Table 1 Summary of ALL samples with known subtype used to design DNA methylation-based classifiers
Table 2 Performance of classifiers designed using ALL samples with known subtype
Figure 1
figure 1

Prediction of ALL subtypes by consensus CpG sites defined using ALL samples of known subtype. (A) The estimated subtype probability scores of the 546 patients used to design the classifier. Subtype probability scores are plotted along the horizontal axis. The scores range from 0 to 1, where a score >0.5 is considered a positive classification. The patients are color coded by subtype along the vertical axis. The proportions on the right side of the panel give the number of patients accurately classified by subtype. (B) Hierarchical clustering of 546 ALL samples of known subtype and 139 non-leukemic reference samples according to the methylation levels of the 232 autosomal consensus CpG sites. Samples are clustered along the horizontal axis and the consensus CpG sites are clustered along the vertical axis. In the heatmap, blue indicates low, yellow indicates intermediate, and red indicates high methylation levels.

All patients with the iAMP21 subtype (n = 8) displayed high prediction scores according to both the iAMP21 and HeH classifiers, while none of the patients with HeH obtained a high score in the iAMP21 classifier. Twenty-six out of 34 (76%) of the consensus CpG sites in the HeH classifier were hypomethylated in the iAMP21 samples at similar levels as in the HeH samples (mean β-value iAMP21 = 0.36 and HeH = 0.28, Additional file 2: Table S2). The majority of the consensus sites for HeH were hypermethylated across all the other ALL subtypes (mean β-value >0.77) (Figure 1B). It is likely that the consensus classifier for HeH fails to exclude sites where iAMP21 is similar to HeH due to the small number of iAMP21 patients in our study.
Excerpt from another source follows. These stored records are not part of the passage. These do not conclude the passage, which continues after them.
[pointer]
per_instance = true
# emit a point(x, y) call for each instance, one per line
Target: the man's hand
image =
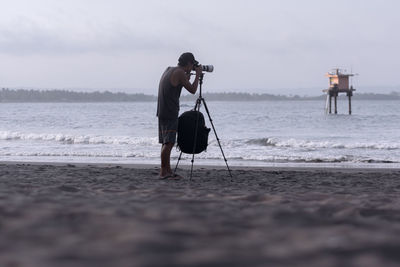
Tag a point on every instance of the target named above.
point(198, 70)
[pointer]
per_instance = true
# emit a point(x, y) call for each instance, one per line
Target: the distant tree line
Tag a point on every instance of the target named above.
point(23, 95)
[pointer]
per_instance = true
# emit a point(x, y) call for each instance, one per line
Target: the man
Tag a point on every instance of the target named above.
point(169, 91)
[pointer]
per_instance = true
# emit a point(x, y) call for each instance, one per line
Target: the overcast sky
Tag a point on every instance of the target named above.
point(257, 46)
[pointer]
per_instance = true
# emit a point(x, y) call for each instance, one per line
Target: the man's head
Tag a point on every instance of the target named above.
point(187, 60)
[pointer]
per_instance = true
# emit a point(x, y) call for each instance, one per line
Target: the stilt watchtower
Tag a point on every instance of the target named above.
point(339, 82)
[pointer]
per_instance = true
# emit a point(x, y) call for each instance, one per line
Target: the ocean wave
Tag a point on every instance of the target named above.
point(79, 139)
point(296, 143)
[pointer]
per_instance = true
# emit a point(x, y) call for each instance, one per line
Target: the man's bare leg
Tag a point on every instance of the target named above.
point(165, 159)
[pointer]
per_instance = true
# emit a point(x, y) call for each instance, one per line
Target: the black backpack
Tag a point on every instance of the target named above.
point(186, 132)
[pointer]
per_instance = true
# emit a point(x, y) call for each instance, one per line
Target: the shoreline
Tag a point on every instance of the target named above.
point(288, 167)
point(101, 215)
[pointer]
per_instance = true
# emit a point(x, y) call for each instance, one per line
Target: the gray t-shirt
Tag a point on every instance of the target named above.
point(168, 96)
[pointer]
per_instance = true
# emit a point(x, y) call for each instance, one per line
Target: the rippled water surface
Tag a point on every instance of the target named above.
point(252, 133)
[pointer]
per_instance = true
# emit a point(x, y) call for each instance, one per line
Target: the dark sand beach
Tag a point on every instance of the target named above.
point(83, 215)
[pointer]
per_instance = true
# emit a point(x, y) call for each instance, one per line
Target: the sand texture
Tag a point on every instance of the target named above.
point(82, 215)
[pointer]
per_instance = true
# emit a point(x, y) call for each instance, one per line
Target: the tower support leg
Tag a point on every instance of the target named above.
point(335, 104)
point(349, 105)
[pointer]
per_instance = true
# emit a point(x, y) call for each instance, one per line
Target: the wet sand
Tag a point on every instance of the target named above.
point(109, 215)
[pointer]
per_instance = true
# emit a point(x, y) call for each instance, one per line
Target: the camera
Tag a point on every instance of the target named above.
point(207, 68)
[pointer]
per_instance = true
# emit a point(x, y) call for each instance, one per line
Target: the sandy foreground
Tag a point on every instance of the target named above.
point(109, 215)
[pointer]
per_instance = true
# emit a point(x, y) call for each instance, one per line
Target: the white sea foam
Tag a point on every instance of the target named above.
point(301, 143)
point(78, 139)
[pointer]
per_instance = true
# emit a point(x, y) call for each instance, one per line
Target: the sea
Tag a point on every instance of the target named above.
point(264, 133)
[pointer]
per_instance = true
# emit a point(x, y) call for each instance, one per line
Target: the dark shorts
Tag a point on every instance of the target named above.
point(167, 130)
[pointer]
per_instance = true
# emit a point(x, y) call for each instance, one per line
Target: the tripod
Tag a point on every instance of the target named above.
point(200, 100)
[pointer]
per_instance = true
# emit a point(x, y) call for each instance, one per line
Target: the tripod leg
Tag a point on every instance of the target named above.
point(176, 167)
point(216, 136)
point(191, 169)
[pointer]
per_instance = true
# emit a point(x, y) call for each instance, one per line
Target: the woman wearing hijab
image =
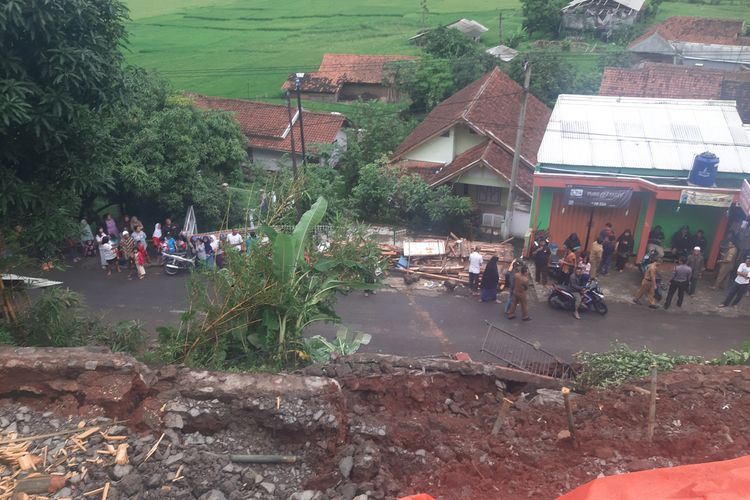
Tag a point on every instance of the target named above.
point(209, 249)
point(87, 239)
point(111, 225)
point(490, 280)
point(624, 249)
point(156, 240)
point(99, 241)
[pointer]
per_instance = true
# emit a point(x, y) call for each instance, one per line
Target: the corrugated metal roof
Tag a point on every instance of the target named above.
point(502, 52)
point(633, 132)
point(631, 4)
point(468, 27)
point(737, 54)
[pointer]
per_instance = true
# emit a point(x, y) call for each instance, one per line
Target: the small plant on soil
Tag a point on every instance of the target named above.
point(252, 313)
point(739, 356)
point(320, 350)
point(621, 364)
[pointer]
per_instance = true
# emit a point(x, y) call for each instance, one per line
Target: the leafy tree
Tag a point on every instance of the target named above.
point(377, 129)
point(542, 15)
point(450, 62)
point(388, 194)
point(253, 312)
point(60, 68)
point(552, 76)
point(172, 154)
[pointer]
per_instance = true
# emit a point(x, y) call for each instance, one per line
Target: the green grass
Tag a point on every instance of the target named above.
point(243, 48)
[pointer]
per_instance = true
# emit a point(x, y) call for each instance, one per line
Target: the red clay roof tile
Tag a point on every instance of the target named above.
point(490, 106)
point(337, 69)
point(697, 30)
point(265, 124)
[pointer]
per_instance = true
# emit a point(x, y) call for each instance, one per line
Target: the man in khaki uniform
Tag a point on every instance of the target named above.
point(595, 257)
point(726, 264)
point(648, 285)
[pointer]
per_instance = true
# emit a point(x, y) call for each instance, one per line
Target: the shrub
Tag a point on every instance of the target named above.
point(621, 364)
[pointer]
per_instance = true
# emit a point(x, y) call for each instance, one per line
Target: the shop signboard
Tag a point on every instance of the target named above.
point(704, 198)
point(745, 197)
point(597, 196)
point(424, 248)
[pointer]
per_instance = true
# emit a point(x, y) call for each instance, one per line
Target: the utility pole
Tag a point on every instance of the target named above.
point(517, 151)
point(500, 27)
point(297, 83)
point(291, 134)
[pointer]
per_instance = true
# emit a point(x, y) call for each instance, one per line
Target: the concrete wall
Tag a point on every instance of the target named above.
point(438, 149)
point(272, 160)
point(464, 139)
point(581, 19)
point(317, 96)
point(368, 91)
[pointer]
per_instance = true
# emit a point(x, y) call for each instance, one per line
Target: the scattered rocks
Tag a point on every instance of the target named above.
point(173, 459)
point(120, 471)
point(173, 421)
point(213, 495)
point(269, 487)
point(345, 466)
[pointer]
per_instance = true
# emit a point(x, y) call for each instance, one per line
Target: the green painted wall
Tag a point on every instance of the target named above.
point(545, 207)
point(695, 216)
point(641, 219)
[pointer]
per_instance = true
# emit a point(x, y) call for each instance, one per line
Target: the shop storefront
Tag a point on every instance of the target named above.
point(628, 203)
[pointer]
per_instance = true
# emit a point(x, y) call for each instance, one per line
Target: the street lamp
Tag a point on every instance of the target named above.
point(297, 83)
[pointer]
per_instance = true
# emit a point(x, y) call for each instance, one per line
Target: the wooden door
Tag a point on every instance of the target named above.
point(566, 219)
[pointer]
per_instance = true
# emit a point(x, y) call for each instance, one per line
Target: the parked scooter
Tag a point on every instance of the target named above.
point(174, 263)
point(562, 297)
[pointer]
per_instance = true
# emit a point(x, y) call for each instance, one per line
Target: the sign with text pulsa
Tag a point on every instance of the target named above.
point(597, 196)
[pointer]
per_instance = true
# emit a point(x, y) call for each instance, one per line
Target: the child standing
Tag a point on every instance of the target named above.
point(140, 260)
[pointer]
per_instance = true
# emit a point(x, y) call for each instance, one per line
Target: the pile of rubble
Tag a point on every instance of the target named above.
point(365, 427)
point(445, 260)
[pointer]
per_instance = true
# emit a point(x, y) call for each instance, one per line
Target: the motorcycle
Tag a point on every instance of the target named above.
point(174, 263)
point(592, 299)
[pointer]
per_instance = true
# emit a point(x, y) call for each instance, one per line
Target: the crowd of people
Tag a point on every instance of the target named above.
point(124, 244)
point(571, 266)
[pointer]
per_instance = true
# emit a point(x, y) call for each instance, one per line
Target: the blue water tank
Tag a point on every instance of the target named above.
point(704, 170)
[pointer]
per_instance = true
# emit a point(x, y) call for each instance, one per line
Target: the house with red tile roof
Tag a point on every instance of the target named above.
point(348, 77)
point(269, 136)
point(695, 41)
point(601, 16)
point(468, 141)
point(679, 82)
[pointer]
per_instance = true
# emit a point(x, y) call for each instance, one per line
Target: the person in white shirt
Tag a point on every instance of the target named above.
point(738, 288)
point(235, 239)
point(110, 255)
point(475, 265)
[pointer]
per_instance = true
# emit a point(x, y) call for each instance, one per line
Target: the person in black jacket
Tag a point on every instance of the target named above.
point(541, 256)
point(682, 242)
point(490, 281)
point(624, 249)
point(573, 242)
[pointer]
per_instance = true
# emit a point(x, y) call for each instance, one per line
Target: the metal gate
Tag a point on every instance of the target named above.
point(524, 355)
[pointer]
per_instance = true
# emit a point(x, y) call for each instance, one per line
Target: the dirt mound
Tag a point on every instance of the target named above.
point(380, 427)
point(438, 431)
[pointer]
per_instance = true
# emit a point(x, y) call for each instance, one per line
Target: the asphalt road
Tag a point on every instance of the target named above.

Furthermore, gains of chromosome 21 are observed in both the iAMP21 and HeH subtypes. Nearly 90% (168/189) of HeH patients have one or more extra copy of chromosome 21, and thus iAMP21 and HeH may share some common biological features due to the increased gene dosage on 21q. Of note, the 10% of atypical HeH patients without extra copies of chromosome 21, as determined by chromosomal banding at diagnosis, were all accurately classified as HeH.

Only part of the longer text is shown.